In 2003, Nissan ordered a prototype based on the new Nissan Micra, powered initially by a 265 hp Touring Car race engine (with a 6-speed sequential gearbox), and later by a 309 hp Nismo tuned V6 engine and called Micra R. The car debuted in the Geneva Auto Show.

In 2011, RML showcased the Nissan Juke-R with Nissan announcing a limited production run of 'the worlds fastest crossover' in 2012.

In 2014, RML developed and built the Q50 Eau Rouge concept on behalf of Infiniti Motor Co.

RML Group produced a road-legal converted version of the Aston Martin Vulcan some time before 2018.

In 2021, RML showcased the Short Wheelbase, essentially a modern classic inspired by the famed Ferrari 250 GT SWB. Only a few months later, RML released more details, indicating that only 30 units would be made, going on sale before the end of 2021.

===GT Hypercar===
Developed under the P39 codename, RML Group designed and built the GT Hypercar as a modern-day interpretation of road-going Le Mans racers.

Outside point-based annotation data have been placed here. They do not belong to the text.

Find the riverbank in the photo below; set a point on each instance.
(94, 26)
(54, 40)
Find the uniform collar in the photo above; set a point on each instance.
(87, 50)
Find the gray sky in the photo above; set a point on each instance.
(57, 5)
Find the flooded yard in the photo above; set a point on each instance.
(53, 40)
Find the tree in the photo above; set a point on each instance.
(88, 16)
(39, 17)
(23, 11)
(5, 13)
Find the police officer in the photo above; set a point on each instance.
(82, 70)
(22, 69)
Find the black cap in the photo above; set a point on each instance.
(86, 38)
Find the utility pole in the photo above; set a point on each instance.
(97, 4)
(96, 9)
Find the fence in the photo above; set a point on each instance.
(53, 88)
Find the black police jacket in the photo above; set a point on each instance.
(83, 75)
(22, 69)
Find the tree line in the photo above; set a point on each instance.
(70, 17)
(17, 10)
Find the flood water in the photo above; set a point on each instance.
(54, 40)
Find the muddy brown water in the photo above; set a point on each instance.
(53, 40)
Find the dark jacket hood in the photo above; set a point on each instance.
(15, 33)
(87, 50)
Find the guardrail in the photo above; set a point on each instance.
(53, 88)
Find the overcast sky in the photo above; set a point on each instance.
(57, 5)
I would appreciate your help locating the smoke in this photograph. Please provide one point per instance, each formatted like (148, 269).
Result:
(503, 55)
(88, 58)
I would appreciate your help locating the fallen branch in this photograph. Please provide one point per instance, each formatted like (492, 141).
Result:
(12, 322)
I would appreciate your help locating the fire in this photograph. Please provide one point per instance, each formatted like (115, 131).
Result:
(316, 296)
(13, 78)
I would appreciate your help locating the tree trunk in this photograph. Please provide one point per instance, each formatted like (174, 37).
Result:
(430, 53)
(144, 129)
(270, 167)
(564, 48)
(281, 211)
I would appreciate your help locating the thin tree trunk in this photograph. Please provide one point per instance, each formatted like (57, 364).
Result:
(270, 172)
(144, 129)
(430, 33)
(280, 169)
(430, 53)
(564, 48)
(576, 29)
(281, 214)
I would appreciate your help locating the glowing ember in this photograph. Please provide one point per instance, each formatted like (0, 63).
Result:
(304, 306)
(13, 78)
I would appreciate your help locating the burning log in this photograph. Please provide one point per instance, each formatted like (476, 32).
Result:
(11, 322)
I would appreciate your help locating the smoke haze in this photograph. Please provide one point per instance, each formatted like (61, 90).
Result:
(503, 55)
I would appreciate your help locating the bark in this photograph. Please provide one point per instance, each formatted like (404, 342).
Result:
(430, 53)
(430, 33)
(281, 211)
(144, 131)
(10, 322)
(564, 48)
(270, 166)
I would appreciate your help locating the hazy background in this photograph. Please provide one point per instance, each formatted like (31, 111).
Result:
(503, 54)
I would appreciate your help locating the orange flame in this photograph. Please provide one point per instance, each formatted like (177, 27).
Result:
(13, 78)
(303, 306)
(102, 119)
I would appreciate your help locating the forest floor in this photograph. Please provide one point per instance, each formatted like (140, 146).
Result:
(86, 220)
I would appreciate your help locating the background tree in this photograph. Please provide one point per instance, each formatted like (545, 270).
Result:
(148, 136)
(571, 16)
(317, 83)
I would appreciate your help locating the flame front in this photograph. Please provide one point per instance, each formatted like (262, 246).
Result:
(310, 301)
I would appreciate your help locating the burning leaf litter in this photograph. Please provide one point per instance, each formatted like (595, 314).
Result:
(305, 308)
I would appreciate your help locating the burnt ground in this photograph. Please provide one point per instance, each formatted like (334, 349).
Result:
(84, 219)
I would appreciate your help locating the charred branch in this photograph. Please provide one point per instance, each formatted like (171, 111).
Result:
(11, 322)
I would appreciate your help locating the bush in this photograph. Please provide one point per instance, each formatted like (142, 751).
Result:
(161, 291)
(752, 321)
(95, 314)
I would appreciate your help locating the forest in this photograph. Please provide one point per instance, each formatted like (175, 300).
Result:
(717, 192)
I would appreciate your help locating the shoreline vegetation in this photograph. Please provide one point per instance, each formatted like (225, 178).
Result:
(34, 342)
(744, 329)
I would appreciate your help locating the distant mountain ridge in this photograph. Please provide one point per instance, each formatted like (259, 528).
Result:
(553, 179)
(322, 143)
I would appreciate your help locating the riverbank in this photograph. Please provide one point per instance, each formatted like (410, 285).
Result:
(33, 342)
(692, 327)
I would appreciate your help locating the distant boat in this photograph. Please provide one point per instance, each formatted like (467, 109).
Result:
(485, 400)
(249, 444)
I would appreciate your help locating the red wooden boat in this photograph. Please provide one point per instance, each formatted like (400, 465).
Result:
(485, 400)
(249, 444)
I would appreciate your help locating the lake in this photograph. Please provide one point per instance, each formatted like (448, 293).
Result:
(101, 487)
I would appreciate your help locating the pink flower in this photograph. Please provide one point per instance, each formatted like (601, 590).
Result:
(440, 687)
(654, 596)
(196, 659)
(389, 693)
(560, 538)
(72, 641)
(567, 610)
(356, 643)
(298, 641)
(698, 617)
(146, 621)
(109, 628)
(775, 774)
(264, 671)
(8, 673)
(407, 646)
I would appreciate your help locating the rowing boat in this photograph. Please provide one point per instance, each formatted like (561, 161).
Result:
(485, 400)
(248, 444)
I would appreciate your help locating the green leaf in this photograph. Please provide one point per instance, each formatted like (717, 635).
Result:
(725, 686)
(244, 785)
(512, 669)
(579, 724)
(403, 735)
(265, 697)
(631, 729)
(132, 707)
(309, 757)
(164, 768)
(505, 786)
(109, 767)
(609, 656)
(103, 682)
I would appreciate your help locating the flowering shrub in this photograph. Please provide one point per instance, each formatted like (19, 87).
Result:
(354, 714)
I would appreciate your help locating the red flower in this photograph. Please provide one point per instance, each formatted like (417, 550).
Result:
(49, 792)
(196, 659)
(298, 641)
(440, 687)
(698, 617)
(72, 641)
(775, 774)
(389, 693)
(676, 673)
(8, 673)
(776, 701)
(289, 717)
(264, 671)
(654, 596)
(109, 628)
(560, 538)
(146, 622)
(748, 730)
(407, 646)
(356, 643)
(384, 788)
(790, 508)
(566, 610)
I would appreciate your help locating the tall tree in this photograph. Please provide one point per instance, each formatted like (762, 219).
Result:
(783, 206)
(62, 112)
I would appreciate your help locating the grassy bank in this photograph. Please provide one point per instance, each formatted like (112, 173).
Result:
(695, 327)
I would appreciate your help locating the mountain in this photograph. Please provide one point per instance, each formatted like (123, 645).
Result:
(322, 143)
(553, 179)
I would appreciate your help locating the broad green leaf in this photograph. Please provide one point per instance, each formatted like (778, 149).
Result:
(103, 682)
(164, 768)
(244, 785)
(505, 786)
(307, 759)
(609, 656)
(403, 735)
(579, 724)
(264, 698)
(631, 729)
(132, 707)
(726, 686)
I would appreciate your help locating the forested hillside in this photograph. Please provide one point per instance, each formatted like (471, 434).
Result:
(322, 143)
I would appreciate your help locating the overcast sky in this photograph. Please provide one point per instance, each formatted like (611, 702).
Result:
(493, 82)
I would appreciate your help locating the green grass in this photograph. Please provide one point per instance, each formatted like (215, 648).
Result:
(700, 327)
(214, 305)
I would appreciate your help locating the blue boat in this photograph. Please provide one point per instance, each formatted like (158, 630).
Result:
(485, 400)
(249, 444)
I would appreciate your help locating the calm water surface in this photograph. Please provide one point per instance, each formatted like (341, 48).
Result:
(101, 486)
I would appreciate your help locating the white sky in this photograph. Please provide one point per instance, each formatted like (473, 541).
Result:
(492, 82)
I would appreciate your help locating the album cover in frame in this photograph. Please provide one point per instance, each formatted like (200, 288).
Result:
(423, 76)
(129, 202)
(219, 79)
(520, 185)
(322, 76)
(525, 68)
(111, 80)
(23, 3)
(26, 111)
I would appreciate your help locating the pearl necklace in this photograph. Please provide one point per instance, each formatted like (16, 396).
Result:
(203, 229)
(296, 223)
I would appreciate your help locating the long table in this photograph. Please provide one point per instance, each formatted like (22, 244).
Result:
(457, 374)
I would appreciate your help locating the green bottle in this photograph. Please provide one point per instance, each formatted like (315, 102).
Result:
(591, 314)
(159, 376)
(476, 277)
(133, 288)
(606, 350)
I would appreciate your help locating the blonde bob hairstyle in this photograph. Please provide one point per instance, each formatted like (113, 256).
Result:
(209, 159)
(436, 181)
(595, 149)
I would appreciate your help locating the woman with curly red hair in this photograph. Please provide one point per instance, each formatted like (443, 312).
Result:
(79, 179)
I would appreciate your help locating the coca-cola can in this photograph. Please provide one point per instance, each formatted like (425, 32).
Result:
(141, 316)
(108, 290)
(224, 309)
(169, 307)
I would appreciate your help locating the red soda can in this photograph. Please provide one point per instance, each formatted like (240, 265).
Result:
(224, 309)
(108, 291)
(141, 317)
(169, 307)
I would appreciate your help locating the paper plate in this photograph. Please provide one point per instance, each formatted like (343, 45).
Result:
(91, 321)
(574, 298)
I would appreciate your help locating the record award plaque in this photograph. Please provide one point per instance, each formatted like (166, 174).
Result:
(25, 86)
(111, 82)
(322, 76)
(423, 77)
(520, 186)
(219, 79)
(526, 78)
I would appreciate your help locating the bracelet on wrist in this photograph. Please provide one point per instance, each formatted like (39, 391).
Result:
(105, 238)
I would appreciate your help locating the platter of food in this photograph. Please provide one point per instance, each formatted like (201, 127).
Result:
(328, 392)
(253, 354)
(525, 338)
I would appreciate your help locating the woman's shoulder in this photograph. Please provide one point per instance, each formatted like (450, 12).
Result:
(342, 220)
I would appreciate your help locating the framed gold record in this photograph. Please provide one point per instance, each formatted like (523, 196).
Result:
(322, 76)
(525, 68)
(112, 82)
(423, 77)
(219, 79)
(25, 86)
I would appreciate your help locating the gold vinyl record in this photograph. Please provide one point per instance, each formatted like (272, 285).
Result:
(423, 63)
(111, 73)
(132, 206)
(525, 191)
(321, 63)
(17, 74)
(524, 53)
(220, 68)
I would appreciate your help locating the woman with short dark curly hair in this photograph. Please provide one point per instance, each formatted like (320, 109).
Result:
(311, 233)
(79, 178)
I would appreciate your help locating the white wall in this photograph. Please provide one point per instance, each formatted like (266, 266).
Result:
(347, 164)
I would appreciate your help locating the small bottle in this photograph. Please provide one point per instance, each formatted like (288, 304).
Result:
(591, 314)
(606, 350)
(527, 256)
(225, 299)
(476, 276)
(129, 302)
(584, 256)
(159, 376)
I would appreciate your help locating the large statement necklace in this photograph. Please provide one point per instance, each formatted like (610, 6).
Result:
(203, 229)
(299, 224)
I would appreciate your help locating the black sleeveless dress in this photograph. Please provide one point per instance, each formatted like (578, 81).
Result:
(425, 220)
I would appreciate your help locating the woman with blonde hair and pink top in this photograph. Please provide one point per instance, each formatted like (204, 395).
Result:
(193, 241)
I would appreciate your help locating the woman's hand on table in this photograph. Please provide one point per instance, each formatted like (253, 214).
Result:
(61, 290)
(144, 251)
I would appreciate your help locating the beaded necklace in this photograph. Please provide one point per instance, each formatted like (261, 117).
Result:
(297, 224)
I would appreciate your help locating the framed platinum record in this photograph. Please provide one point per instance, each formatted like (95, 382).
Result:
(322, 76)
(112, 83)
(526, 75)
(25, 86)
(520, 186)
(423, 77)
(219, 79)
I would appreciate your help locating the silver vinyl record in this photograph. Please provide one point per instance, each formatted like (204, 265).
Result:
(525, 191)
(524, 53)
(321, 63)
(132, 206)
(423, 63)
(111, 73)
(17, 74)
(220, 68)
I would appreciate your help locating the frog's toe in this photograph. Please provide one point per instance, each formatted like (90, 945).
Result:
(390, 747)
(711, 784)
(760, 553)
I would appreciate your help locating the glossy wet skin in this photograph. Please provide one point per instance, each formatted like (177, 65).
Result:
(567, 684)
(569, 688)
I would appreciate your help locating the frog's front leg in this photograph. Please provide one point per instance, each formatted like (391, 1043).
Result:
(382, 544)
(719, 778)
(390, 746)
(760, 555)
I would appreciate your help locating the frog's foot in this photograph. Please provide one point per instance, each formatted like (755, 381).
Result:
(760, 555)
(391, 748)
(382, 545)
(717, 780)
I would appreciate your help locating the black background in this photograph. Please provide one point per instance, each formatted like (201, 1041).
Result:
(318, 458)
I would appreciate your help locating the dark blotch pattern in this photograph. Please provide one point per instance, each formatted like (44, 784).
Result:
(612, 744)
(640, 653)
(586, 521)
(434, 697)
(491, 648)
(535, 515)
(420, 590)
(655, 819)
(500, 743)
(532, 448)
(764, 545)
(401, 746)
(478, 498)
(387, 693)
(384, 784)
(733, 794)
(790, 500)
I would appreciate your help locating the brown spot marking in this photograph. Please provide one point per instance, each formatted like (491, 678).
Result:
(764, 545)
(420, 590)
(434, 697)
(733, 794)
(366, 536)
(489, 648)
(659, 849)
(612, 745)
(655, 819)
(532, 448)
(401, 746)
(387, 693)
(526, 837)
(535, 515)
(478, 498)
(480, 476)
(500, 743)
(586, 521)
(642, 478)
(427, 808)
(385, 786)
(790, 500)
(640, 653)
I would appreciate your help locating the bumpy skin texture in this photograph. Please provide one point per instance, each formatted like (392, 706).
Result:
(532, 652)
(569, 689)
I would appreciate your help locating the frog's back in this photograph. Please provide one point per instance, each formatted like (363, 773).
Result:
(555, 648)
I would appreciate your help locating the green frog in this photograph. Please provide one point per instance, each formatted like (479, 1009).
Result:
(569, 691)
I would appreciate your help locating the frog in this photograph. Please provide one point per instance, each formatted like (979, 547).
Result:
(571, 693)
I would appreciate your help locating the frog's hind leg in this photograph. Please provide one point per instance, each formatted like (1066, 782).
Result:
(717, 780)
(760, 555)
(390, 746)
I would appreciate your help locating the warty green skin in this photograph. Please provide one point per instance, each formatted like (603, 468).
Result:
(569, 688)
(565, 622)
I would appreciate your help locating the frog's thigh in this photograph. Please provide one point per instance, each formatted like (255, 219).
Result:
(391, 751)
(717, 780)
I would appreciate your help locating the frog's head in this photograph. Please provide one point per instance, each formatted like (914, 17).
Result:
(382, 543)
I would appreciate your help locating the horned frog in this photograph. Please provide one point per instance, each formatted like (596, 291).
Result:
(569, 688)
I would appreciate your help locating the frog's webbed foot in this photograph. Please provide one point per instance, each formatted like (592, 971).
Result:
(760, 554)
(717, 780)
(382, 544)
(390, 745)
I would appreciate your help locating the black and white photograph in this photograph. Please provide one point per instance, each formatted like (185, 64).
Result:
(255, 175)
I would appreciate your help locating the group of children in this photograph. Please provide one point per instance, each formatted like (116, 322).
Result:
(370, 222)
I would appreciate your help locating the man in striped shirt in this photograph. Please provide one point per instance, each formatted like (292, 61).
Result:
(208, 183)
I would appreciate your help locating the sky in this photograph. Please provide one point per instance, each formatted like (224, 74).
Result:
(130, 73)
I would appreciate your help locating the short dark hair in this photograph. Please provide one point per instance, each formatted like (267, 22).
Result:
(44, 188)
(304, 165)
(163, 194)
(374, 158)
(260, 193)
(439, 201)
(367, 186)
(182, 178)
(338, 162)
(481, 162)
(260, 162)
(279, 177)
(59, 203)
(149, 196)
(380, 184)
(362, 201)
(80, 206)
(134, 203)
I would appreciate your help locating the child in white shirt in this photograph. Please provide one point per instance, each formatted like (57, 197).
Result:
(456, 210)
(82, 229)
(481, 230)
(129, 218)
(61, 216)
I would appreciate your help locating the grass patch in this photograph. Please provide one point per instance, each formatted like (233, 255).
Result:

Featuring a 912 PS (900 bhp) turbocharged six-cylinder engine, active aerodynamics and a carbon fibre body, the GT Hypercar is intended to be the ultimate track-day weapon, but one that is comfortable to drive to and from the circuit. The first customer car was delivered in September 2025, with production under way at RML Group's Wellingborough campus.